Cette loi étant ainsi établie avec un degré de vraisemblance qui ne diffère guère d’une vérité démontrée, l’imagination peut se donner libre carrière dans la comparaison des qualités de ces divers habitants. La nature humaine, qui dans l’échelle des êtres occupe exactement l’échelon du milieu, se trouve placée entre les deux limites inférieure et supérieure de la perfection, à égale distance des deux extrêmes. Si la prééminence des classes les plus élevées des êtres raisonnables qui habitent Jupiter et Saturne excite notre envie et nous humilie à la vue de notre infériorité, nous pouvons d’autre part trouver un sujet de contentement et de satisfaction dans la contemplation des créatures inférieures qui, sur les planètes Vénus et Mercure, restent bien au-dessous de la perfection de la nature humaine.
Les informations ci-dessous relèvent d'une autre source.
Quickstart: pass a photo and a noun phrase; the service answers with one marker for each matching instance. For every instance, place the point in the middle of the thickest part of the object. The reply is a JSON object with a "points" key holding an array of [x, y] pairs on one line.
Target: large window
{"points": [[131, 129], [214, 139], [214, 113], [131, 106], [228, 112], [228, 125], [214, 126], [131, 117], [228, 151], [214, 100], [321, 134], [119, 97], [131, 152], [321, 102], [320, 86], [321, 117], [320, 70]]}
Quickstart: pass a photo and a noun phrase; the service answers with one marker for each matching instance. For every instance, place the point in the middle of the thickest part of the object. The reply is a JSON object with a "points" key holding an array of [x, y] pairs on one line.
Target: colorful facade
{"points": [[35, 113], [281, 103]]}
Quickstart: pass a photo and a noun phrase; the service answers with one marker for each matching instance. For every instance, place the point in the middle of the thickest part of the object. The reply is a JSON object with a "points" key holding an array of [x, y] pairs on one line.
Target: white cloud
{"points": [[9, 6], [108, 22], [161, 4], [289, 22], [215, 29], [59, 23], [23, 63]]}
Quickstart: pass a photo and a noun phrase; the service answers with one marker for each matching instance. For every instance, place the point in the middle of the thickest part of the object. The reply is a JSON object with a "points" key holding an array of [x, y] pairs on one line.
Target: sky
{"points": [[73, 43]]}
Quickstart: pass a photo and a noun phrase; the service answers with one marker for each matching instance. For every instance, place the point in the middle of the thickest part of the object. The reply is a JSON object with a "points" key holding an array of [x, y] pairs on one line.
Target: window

Quel admirable spectacle ! D’un côté nous voyons des créatures pensantes auprès desquelles le Groenlandais et le Hottentot seraient des Newtons, et de l’autre des êtres qui regarderaient Newton comme un singe :

Superior beings, when of late they saw
A mortal Man unfold all Nature’s Law,
Admir’d such wisdom in an earthly shape,
And schew’d a Newton as we schew an ape[1].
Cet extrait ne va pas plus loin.